For some reason my mind was back in 2003 the other day. Lately I’ve been sleep deprived, so there’s a chance my brain, at times, actually thinks it’s 2003. Whatever.
Anyway, during the first few months of that year I was studying abroad in London (thus beginning my obsession with the city). If there’s ever an opportunity to be completely free in life, it’s studying abroad in your twenties. Think: no job responsibilities, four days of classes (and by days, I mean a few hours each day), living with friends on someone else’s dime, and usually in a pretty awesome city.
What does one do on three-day weekends when living in a centrally-located European city? Travel to other awesome European cities. My roommate from college, who was “studying” in Italy, and I planned to meet up at some point during the semester, and decided to do so in Amsterdam. We booked flights to the Netherlands for Easter weekend. Good to go.
Here’s when things got ridiculous. Not in a complete shit-show kind of way, but in a totally adolescent I-Don’t-Know-How-To-Manage-My-Life-Yet kind of way. First up, I lost my cell phone the week before the trip. Perhaps it goes without saying that I misplaced it while I was out drinking – remember, the drinking age is a glorious 18 years in Europe.
Many of you can relate to that feeling of waking up from a night out, paranoid that you’re not in one piece. Well, I woke up without a phone, but otherwise unscathed. No big deal. The semester was ending in a few weeks. I could survive without my crappy, temporary, pay-as-you-go cobalt-blue phone. Besides, my roommate knew when I was arriving in Amsterdam. We had communicated all the necessary information to rendezvous at the airport.
Since it’s been over thirteen years since this happened, my memory is a little foggy, but the second hindrance came the morning of my flight. Before leaving I used a payphone to check my voice messages, and received a message from the airline to this effect: Ms. Fenton, your tickets for flight 840 from London Heathrow Airport to Amsterdam Airport Schiphol have been cancelled due to insufficient funds on the card used to make the purchase.
Note that this was the third time I had overdrawn my bank account that semester.
Immediately, I peaced out to Heathrow. I had no means to contact my roommate, who had already left Italy, so I charged a twice-as-expensive ticket on my emergency credit card for the only available flight to Amsterdam. This flight got me to the Netherlands a few hours earlier than my previous flight. I could do this.
At Schiphol, I walked up the Customer Service desk and sort of explained my situation.
“Can you page a Krista Porcelli* and tell her to meet me at this counter?” I pleaded to an English-is-my-second-language customer service rep. She ended up paging Krista twice, but Krista didn’t show. I scrounged up some change and tried her cell from a payphone (they had those back in 2003). She finally picked up after about forty-five minutes of repeat dialing and way too many Euros.
“I thought I heard my name!” she told me when we connected. “I kinda ignored it, because I wasn’t expecting you for another hour.” Fair enough.
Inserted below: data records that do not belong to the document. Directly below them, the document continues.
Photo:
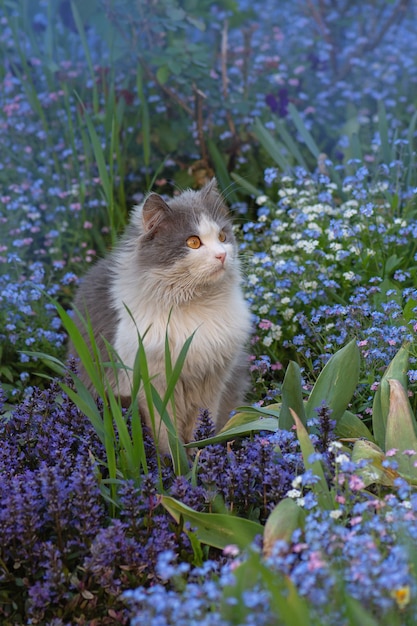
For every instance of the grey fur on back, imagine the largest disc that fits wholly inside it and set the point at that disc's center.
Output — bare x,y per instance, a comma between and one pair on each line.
153,276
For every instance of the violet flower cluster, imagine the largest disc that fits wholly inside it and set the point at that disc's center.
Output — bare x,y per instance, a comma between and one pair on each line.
61,550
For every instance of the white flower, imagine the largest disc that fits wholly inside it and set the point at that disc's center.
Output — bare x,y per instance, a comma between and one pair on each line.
342,458
296,482
294,493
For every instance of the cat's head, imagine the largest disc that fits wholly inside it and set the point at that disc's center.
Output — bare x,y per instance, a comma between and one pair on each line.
187,242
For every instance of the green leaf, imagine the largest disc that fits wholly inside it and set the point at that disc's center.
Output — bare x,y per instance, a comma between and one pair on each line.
222,172
271,145
337,382
387,154
397,369
350,426
303,130
357,614
292,397
320,488
248,187
226,434
291,145
286,517
401,430
374,471
214,529
163,74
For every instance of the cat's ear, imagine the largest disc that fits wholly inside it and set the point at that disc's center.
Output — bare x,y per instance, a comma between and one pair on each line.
154,211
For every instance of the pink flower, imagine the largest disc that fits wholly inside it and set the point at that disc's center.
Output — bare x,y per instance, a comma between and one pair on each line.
356,483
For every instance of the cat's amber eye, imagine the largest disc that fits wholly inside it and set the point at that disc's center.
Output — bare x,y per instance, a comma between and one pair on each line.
194,242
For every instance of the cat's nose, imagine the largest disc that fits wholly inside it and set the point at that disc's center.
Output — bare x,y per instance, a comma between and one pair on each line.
221,256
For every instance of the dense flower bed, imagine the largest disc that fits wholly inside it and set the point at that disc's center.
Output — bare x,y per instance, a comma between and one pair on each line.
327,229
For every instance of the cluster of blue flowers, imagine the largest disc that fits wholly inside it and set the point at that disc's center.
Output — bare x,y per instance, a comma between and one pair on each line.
325,269
331,563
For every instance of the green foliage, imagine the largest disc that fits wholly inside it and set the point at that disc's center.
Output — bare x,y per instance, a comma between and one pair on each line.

We spent that night at a hotel waaaaaaay outside the city, because it was the only one we could find when we booked the trip. Apparently Amsterdam is a really popular place. The next day is comprised of walking, smoking and eating. Oh, and the celebration of the resurrection of Jesus.
“I feel I should at least walk into a church today,” a high Krista explained, remembering that it’s the holiest day in Christianity. And so, we stood in the entrance of a church for a few minutes before grabbing second breakfast at a random restaurant. Crepes (see below)!
It didn’t strike me how foolish this whole weekend was until later in life. I realized the flexibility to be so irresponsible and somewhat reckless had a very short shelf-life and the more I thought about it, the more grateful I was to have experienced it.
I would now find it appalling to be out of money, without a phone, and alone in a foreign airport. But, a clever somebody once said, “How can I be old and wise if I’m never young and crazy?” These days I’m feeling more old than young, but I’m happy to report my life’s in order. Still, I’m glad to think back to my younger years, to the ridiculousness, that I will be laughing about until the day I die.